You write your own servlet and point your "main" login at it:

<form action="/path/to/my/login/servlet">
  <input type="text" name="username" />
  <input type="password" name="password" />
  <input type="submit" />

public class MyLoginServlet extends HttpServlet {
  public void doPost(HttpServletRequest req, HttpServletResponse rsp) {

It's up to you to decide what else should happen after authentication
succeeds. This hooks-into the container's authentication system by
using whatever Realm has been defined to actually do the
authentication (e.g. DataSourceRealm) and will also use the
CredentialHandlers we've been discussing.

> And what is the extension to FORM Authenticator that Mark is
> talking about ?

Check out the documentation for the FORM Authenticator and you'll see
that you don't actually need to write your own servlet like the above
if all you want to do is allow drive-by logins and always forward to
the same URI:

Unfortunately, that feature is buried in the configuration reference
for the FormAuthenticatorValve and not somewhere more easily
accessible like under "Realms and AAA" for example.

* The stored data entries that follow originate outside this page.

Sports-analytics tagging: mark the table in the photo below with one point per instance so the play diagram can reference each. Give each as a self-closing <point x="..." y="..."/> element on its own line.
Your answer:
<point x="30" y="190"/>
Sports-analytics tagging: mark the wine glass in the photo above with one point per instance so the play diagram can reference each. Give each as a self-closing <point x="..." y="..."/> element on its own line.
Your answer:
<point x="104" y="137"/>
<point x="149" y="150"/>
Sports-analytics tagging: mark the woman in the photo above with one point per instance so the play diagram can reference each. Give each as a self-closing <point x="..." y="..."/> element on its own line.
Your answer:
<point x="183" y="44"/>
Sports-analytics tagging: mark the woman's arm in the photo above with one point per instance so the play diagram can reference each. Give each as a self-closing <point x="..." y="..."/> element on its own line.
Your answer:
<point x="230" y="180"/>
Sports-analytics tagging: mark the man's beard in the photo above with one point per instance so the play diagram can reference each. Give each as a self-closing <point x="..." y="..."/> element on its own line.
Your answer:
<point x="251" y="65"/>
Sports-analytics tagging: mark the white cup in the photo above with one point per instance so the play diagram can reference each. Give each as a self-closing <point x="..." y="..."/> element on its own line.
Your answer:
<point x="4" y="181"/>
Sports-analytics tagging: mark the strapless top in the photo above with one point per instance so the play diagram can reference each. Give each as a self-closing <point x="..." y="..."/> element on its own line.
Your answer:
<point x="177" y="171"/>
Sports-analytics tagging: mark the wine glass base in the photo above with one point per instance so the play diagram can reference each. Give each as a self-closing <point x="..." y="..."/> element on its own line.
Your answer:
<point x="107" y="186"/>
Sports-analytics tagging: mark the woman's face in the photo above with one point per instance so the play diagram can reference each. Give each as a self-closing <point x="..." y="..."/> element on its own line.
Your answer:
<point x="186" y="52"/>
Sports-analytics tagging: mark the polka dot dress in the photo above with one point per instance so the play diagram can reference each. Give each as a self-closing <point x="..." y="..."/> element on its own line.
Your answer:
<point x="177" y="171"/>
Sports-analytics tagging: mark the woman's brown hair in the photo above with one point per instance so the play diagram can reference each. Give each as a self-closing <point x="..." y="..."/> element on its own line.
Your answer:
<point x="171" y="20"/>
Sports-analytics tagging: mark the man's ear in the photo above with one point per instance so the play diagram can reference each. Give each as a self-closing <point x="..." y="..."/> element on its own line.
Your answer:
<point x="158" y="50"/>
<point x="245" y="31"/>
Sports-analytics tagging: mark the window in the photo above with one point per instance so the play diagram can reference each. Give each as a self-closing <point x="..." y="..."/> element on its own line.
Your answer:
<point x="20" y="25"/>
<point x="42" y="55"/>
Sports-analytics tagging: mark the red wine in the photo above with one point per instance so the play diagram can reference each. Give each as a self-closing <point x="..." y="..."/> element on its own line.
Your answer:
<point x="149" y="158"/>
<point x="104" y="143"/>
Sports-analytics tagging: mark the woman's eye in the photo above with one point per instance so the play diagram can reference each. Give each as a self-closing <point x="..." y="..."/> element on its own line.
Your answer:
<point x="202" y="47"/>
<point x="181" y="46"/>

> Also correct me if I am wrong, then the page that I use to login
> and the page that will contain j_security_check as an action must
> be two different pages.

If you use the form/servlet I outlined above, then yes: your "main"
login page should be separate from the one you use for Tomcat's
automated authentication. Of course, you can page a single
parameterized page or a complex series of JSPs that include each other
to avoid duplication, or you can just make two pages.

If you use Mark's technique to configure the FormAuthenticationValve,
then you can use a single form for everything. I would highly
recommend simply using the FormAuthenticationValve configuration
because you have to do a whole lot less work.

> Also can I have two <login-config> elements in my web.xml ?

Nope. How would the container know when to pick one over the other?